I just installed a pair of these on my PU and ran into the same problem.


I thoroughly exercised my vocabulary that day.

Here's what I ended up doing.

Hung the shock on the top.  It's a bolt not a stud, so loosely tightened (I think that's an oxymoron.)

I have a small garage type hydraulic jack with wheels.  Used it to compress the spring, then guided the end of the shock into the lower shackle. 

The bushing on the shock was slightly wider than the shackle, so after messing with it a while, put a little motor oil on it and it sort of slid right in with a little persuasion from the "finishing tool".

If you don't own a jack like this you can pick them up for about $30 at most parts stores, Sears, Mao Mart, and such.

It definitely was a "pat your head and rub your stomach" operation.  Seriously after I spent about 2 hours figuring this out (with appropriate time for vocabulary enhancement) I put the second on in less than 15 minutes.

I also found that if you take the jack and compress the shock with it 3 or 4 times (mounted on one end), it seems to loosen up a bit.


----------



## DrewDennis (May 11, 2009)

autozone will loan you a spring compressor. Much safer and easier.


----------



## 243Savage (May 12, 2009)

DrewDennis said:


> autozone will loan you a spring compressor. Much safer and easier.



I'm 60 miles from the nearest parts store, and I had an idea after studying it today.  The rear sway bar is bolted to the top of the leaf spring clamp on both sides.   I think if I disconnect the sway bar and jack the rear end up again letting the supension hang, the axle will drop down far enough that I need it to without having to compress the shocks.


----------



## Craig Knight (May 12, 2009)

after wrestling with a few of those You'd be better off driving 60 miles to a parts store to borrow a spring compressor.
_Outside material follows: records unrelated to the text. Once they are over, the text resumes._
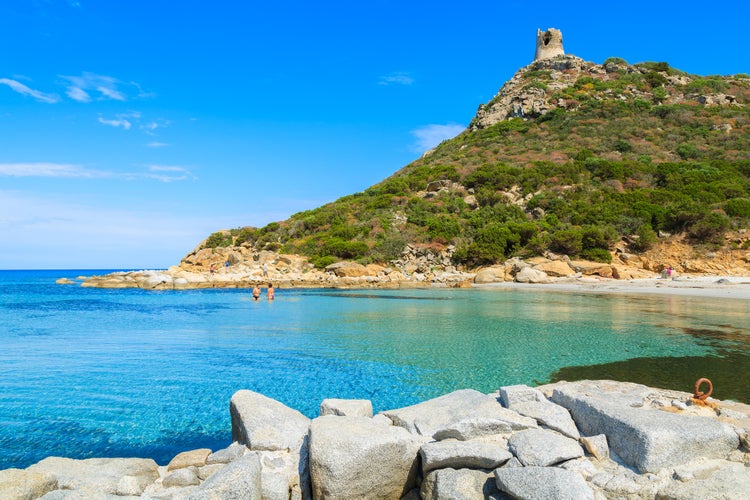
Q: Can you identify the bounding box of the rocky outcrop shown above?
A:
[551,382,739,472]
[5,381,750,500]
[310,415,422,499]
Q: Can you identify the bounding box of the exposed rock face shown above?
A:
[310,415,421,499]
[0,381,750,500]
[552,382,739,472]
[26,457,159,497]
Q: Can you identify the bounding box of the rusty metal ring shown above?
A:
[693,378,714,401]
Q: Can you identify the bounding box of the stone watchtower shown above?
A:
[534,28,565,61]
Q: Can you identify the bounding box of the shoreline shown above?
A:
[474,275,750,300]
[0,379,750,500]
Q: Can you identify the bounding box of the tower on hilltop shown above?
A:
[534,28,565,61]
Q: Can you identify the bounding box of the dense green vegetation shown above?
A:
[206,58,750,267]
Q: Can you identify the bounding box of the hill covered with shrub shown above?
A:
[202,55,750,269]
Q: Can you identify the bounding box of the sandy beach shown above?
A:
[484,275,750,300]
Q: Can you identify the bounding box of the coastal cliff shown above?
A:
[0,380,750,500]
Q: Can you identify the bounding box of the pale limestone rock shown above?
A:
[167,448,211,471]
[197,464,226,481]
[581,434,609,460]
[161,466,201,488]
[419,441,513,475]
[497,384,547,408]
[570,260,612,278]
[309,415,422,499]
[188,453,262,500]
[320,398,372,417]
[508,429,583,467]
[533,260,575,277]
[515,267,549,283]
[0,469,57,500]
[552,381,739,472]
[326,261,369,278]
[206,442,247,465]
[420,468,500,500]
[383,389,537,437]
[229,390,310,451]
[474,266,505,284]
[495,467,594,500]
[432,417,513,441]
[26,457,159,496]
[510,399,580,439]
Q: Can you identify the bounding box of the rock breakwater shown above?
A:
[0,380,750,500]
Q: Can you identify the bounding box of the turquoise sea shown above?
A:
[0,271,750,469]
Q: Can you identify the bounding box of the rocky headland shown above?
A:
[72,232,750,290]
[0,380,750,500]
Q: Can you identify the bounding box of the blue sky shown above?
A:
[0,0,750,269]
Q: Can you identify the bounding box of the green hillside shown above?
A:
[204,56,750,268]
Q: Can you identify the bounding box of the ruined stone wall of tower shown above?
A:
[534,28,565,61]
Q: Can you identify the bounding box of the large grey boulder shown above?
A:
[26,457,159,496]
[495,467,594,500]
[206,443,247,465]
[229,390,310,496]
[0,469,57,500]
[320,398,372,417]
[188,453,262,500]
[419,441,513,475]
[309,415,423,499]
[551,381,739,472]
[510,399,581,439]
[229,390,310,451]
[383,389,537,439]
[419,469,500,500]
[508,429,583,467]
[658,460,750,500]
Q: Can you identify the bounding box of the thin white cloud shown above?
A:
[144,165,197,182]
[0,162,197,182]
[0,189,213,269]
[99,116,132,130]
[98,111,141,130]
[0,162,112,179]
[0,78,60,104]
[378,72,414,85]
[61,72,133,102]
[411,123,466,153]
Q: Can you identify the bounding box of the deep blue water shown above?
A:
[0,271,750,469]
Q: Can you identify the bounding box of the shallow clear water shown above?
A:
[0,271,750,469]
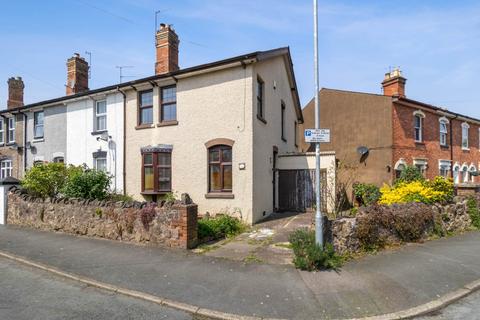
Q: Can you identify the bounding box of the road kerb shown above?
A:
[0,250,480,320]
I have changed out enough of them the hard way and its no fun at all.


----------



## Murphy (May 12, 2009)

i would go with taking the rear leaf spring shackle out and lowering the axle and installing the shock then jacking the leaf spring itself back into the shackle eye the leaf spring will be easier to jack on and releasing it would give you the clearance you need your gonna be hard pressed to find a spring coil compressor to fit that small a coil a lift would make it easier but its always more entertaining at home


----------